Closed ROBOTICSENGINEER closed 3 years ago

ROBOTICSENGINEER commented 3 years ago

According to the G-ODIN paper, both varpsilon and threshold should be tune on only known data. However, the current code use ODIN method, i.e. using ROC and grid search.

guyera commented 3 years ago

According to the G-ODIN paper, both varpsilon and threshold should be tune on only known data

  1. It is true that the perturbation magnitude should be tuned only on known data. This, along with the decomposed confidence head (f(x) = h(x) / g(x) logits) is the main difference between G-ODIN and ODIN. However, this implementation does provide metrics for tuning only on the known data.
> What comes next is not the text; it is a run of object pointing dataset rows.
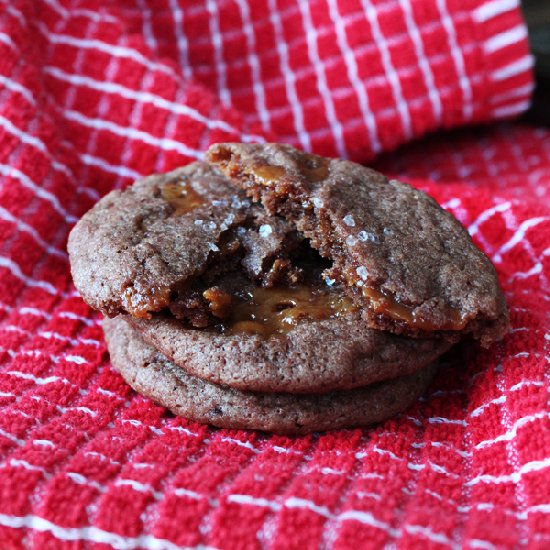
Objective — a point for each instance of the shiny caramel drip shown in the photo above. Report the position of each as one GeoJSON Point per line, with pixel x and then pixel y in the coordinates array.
{"type": "Point", "coordinates": [181, 196]}
{"type": "Point", "coordinates": [268, 311]}
{"type": "Point", "coordinates": [141, 304]}
{"type": "Point", "coordinates": [312, 167]}
{"type": "Point", "coordinates": [268, 174]}
{"type": "Point", "coordinates": [384, 304]}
    When run, a "true best auc" and a "supposedly best auc" is reported. The "supposedly best auc" is the AUC associated with the perturbation magnitude which yielded the largest value of validation_results. validation_results is simply the average maximum softmax score over the validation set, which consists only of known data (see get_datasets). The maximum softmax score of a data point is also its nominality score S, and so this lines up with how the perturbation magnitude was tuned in the G-ODIN paper (See equation 10 in the paper; the paper maximizes the sum of in-distribution validation scores whereas we maximize the mean, but these two objectives are equivalent).

    The "true best auc" is the actual largest AUC reported across all perturbation magnitudes (with no validation at all; each AUC is computed using the full test set, including both nominals and anomalies). The only reason the "true best auc" is reported at all is to get a feel of how "useful" the validation method is to begin with. If the supposedly best AUC is far lower than the true best AUC, then that means that the validation scores are not perfectly representative of the quality of the perturbation magnitude. In other words, its a metric for measuring how well G-ODIN's known-only hyperparameter tuning actually works.

    So if you're looking to reproduce the paper's results, you should look at the "supposedly best auc" reported.

  2. What do you mean by the "threshold"? If you mean the threshold over the nominality scores used to make a binary (nominal vs anomaly) decision, then this is not tuned at all in the G-ODIN paper (nor ODIN, nor most other OOD papers). Rather, the choice of threshold is entirely dependent on the nature of the application (See section 2, "Background", of the G-ODIN paper). For this reason, methods like G-ODIN often use AUROC for evaluation and comparison; AUROC is inherently independent of any choice of threshold.